My family has been home for two weeks now, and it’s hard to reconcile two worlds: one in Kenya which draws us into community, and one Canada which propels us into productivity. It’s hard to capture the range of all my impressions of this trip. Each has its own texture, nuance, shade, or hue.
My children were mostly impacted by the warmth of the people.
Even that impression was tempered: they achieved celebrity status overnight, yet neither of them likes being the centre of attention. Their smallest action elicited a response from other children. The first week, Élia refused to bathe until it was pitch black outside and too late to heat water over a fire. She braved a cold bucket shower more readily than teasing. Anna felt humiliated by 100 curious children on their way home from school. Too late, I realized she was surrounded. And petrified. The children shrieked with laughter and couldn’t get past the little white girl on the road eating something as ordinary as a banana. One reached out and pulled her braids until she was were satisfied Anna wasn’t wearing a wig.
Yet, despite some notable differences and a significant language barrier, my girls still managed to connect with children more readily than home. They even managed to communicate a little - on Kenyan terms. Even now, I catch their subtle Kenyan idiosyncrasies - raised eyebrows mean “yes”, and they yell out brief Swahili phrases to one another in code.
Our large, round mud hut was perfect - mostly, because it pushed my children to live outside, kicking a homemade ball around the field and chasing chicks and goats. I gave up trying to keep my children clean. Their limbs became the colour of the red dirt. I found this wholesome and even gratifying.
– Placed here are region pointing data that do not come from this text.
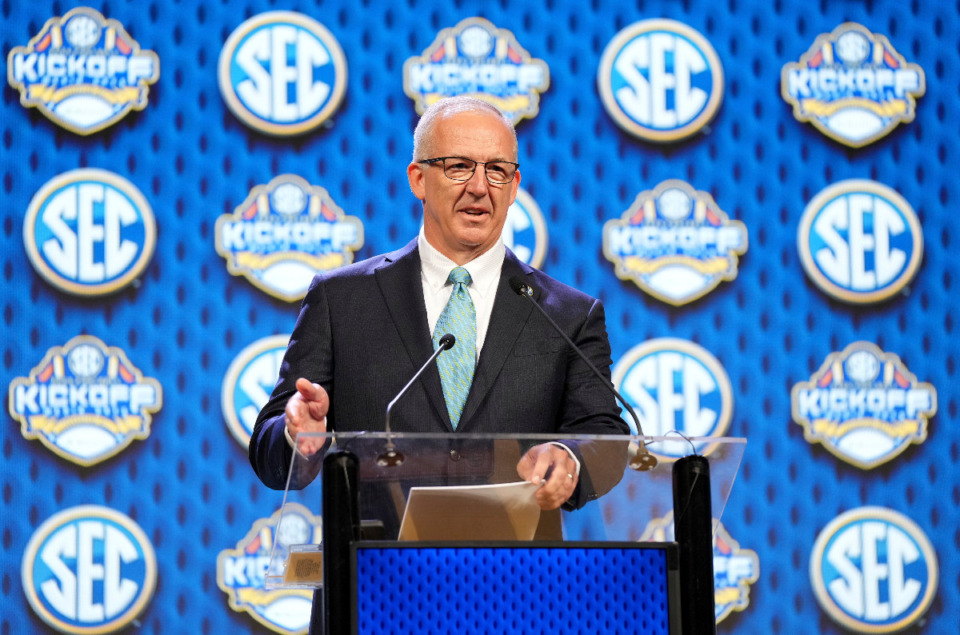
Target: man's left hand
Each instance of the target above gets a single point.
(552, 466)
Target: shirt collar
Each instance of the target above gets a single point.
(484, 269)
Kenyan women took it upon themselves to make up for my evident maternal shortcomings and scrubbed their feet with repurposed netted fruit bags.
Kenya also forced us into a more direct relationship with food. Élia was fascinated to watch a bull skinned for the New Year’s feast. (We held Anna hostage in the hut while its throat was slit - much to her dismay). That said, they both enjoyed watching the fur singed off its head as it roasted over a fire for soup. That day, Élia had complained that she missed our family tradition of watching “BBC Earth” once a week - until Michael pointed out that we were living it instead. True that.
My girls’ hearts were broken the day they met street children visibly younger than Anna, who is eight. They spent the day asking the kinds of questions that I could not answer.
Every day in Africa was a contrast.
We encountered need staved by interdependence; we met suffering embraced by faith. We also found hope lurking in the most unlikely places.
Only in Kenya was I able to define paradox in a way my children could finally understand.
We all returned to Canada more thankful than we left: plumbing, clean water, and fresh bread all seemed luxurious. I fear, though, that the inevitable will happen. Slowly, but surely, vivid Kenya will fade like an old photograph. We will peer into the small photo and try to distinguish features through the grainy black and whiteness.
It always happens.
My youngest said to me today that her dream is to return to Kenya; my eldest acknowledged it’s like Narnia for us, but without the witches or the snow.
And so we must return.
Every visit helps breathe colour back into the stony self-sufficient pieces of our lives.